Objectives: The aim of the study was to assess the attitudes of clinicians to the diagnostic construct of mild cognitive impairment (MCI), their approach to relaying the diagnosis to patients and families, and recommended treatment and follow-up.

Method: An anonymous questionnaire was sent out to 503 members of the Australian Society for Geriatric Medicine (ASGM) and New Zealand Geriatrics Society (NZGS), of whom 163 replied.

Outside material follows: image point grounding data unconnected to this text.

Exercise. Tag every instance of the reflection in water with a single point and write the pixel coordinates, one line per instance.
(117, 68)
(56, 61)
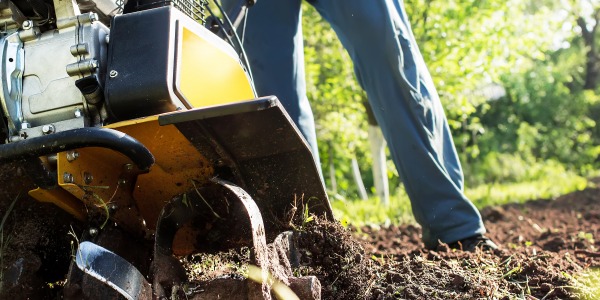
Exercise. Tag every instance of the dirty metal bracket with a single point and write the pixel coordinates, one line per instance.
(112, 270)
(167, 271)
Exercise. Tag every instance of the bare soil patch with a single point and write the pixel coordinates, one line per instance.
(546, 246)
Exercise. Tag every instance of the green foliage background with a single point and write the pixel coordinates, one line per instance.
(542, 122)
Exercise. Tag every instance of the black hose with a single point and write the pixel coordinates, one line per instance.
(79, 138)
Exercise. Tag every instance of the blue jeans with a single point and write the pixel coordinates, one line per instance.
(389, 66)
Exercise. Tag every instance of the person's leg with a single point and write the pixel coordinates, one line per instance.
(391, 69)
(273, 43)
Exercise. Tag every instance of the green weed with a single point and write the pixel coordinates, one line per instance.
(4, 241)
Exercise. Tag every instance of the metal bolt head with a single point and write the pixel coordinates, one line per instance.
(48, 129)
(94, 64)
(68, 177)
(27, 24)
(93, 17)
(87, 178)
(72, 155)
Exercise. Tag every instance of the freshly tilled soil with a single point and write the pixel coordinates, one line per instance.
(548, 249)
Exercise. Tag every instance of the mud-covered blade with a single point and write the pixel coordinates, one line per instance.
(257, 142)
(113, 271)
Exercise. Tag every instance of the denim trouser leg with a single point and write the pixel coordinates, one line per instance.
(390, 68)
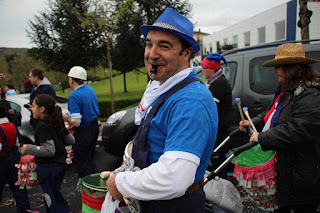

Results: Most responders (83%) had diagnosed MCI. About 70% rated the importance of separating MCI from dementia, or MCI from normal cognition, as 4 or 5 on a scale from 1 (not very important) to 5 (very important). Most responders reported that they would inform their patients and families of a diagnosis of MCI, and used that term. A minority used the term "early Alzheimer's disease," but 44% of NZGS members used other terms to relay the diagnosis compared to 13% of ASGM members. Follow-up was most often recommended at 6-12 months. Non-pharmacological treatment (such as mental stimulation strategies) was recommended most often, followed by no treatment.

Conclusions: The diagnostic entity of MCI appears to have a general acceptance among those who responded to the survey, and the term has gained use in clinical practice. Most clinicians are recommending follow-up, recognizing the high risk for progression. Treatment recommendations do not favor pharmaceuticals, reflecting the current evidence for lack of effect.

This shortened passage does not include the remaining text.